Computational Design of Novel Hydrogen-Rich YS–H Compounds

[Image: see text] The recent successful findings of H(3)S and LaH(10) compressed above 150 GPa with a record high T(c) (above 200 K) have shifted the focus on hydrogen-rich materials for high superconductivity at high pressure. Moreover, some studies also report that transition-metal ternary hydrides could be synthesized at a relatively low pressure (∼10 GPa). Therefore, it is highly desirable to investigate the crystal structures of ternary hydrides compounds at high pressure since they have been long considered as promising superconductors and hydrogen-storage materials with a high T(c), and can be possibly synthesized at low pressure as well. In this work, combining state-of-the-art crystal structure prediction and first-principles calculations, we have performed extensive simulations on the crystal structures of YSH(n) (n = 1–10) compounds from ambient pressure to 200 GPa. We uncovered three thermodynamically stable compounds with stoichiometries of YSH, YSH(2), and YSH(5), which became energetically stable at ambient pressure, 143, and 87 GPa, respectively. Remarkably, it is found that YSH contains monoatomic H atoms, while YSH(2) and YSH(5) contain a mixture of atomlike and molecular hydrogen units. Upon compression, YSH, YSH(2), and YSH(5) undergo a transition from a semiconductor to a metallic phase at pressures of 168, 143, and 232 GPa, respectively.
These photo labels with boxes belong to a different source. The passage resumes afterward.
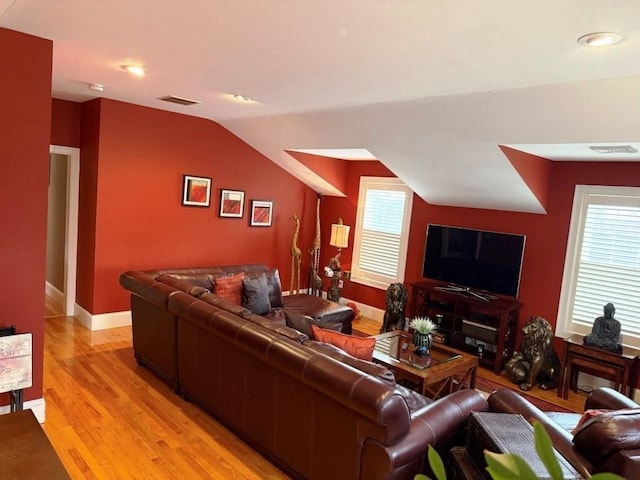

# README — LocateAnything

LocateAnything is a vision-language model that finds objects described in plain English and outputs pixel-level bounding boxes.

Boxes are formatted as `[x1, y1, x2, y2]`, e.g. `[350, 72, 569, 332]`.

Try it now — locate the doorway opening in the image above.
[45, 145, 80, 316]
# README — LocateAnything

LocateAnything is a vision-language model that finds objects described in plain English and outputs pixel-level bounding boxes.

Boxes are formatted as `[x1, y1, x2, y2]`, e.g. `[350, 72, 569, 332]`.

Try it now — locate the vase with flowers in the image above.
[409, 317, 436, 368]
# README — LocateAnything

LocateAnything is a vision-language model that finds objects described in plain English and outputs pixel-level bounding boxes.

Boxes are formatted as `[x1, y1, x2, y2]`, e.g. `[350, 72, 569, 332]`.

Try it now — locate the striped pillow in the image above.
[213, 272, 244, 305]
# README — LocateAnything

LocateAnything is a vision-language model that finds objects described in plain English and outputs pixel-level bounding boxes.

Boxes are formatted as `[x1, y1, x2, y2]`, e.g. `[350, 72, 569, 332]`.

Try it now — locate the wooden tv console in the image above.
[410, 280, 522, 375]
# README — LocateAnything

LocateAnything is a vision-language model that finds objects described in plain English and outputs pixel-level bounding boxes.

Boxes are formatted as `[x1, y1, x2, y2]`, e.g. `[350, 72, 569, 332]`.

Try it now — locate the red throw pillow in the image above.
[213, 272, 244, 305]
[311, 324, 376, 362]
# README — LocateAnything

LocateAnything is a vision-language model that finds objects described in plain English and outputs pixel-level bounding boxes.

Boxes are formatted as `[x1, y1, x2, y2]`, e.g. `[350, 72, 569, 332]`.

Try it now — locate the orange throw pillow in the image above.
[213, 272, 244, 305]
[311, 324, 376, 362]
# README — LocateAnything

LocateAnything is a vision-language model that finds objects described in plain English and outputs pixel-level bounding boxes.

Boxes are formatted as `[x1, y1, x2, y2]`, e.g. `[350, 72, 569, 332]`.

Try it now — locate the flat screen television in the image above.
[422, 224, 525, 297]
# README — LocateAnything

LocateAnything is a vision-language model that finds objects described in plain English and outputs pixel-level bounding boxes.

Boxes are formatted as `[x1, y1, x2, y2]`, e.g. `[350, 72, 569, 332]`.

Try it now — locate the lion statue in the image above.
[505, 317, 560, 390]
[380, 283, 408, 333]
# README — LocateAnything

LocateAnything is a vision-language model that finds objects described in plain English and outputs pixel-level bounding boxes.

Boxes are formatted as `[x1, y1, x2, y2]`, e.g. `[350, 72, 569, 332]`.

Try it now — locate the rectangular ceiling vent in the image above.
[589, 145, 638, 153]
[158, 95, 202, 105]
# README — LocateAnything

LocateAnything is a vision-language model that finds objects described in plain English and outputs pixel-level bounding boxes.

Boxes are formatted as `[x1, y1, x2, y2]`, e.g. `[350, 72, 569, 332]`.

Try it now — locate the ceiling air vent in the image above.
[589, 145, 638, 153]
[158, 95, 202, 105]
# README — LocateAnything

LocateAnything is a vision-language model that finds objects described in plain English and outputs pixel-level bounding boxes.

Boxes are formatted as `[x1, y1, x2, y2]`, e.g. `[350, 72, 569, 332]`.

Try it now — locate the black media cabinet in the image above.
[410, 280, 522, 375]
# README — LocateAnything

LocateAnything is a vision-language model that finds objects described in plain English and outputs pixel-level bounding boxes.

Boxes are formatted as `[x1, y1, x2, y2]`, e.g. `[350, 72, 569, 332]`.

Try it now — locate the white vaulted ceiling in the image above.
[0, 0, 640, 213]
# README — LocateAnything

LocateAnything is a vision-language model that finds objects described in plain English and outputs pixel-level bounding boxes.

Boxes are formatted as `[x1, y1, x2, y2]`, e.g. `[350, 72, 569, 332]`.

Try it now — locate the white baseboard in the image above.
[0, 398, 47, 423]
[44, 282, 64, 305]
[73, 304, 131, 332]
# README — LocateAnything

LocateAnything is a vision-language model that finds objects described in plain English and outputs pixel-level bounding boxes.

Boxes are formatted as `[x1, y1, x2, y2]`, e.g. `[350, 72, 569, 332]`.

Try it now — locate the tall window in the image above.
[351, 177, 413, 289]
[556, 185, 640, 346]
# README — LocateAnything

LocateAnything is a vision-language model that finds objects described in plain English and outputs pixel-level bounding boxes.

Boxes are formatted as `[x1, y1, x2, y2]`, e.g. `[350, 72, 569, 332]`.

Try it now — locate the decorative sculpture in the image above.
[289, 214, 302, 295]
[309, 193, 322, 297]
[584, 303, 622, 352]
[505, 317, 560, 390]
[380, 283, 408, 333]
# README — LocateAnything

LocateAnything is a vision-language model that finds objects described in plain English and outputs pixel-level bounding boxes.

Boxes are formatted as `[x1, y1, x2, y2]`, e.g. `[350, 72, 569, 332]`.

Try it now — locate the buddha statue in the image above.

Unfortunately, electron–phonon coupling calculations reveal that these compounds possess a weak superconductivity with a relatively low T(c) (below 1 K), which mainly stem from the low value of density of states occupation at the Fermi level (E(F)). These results highlight that the crystal structures play a critical role in determining the high-temperature superconductivity.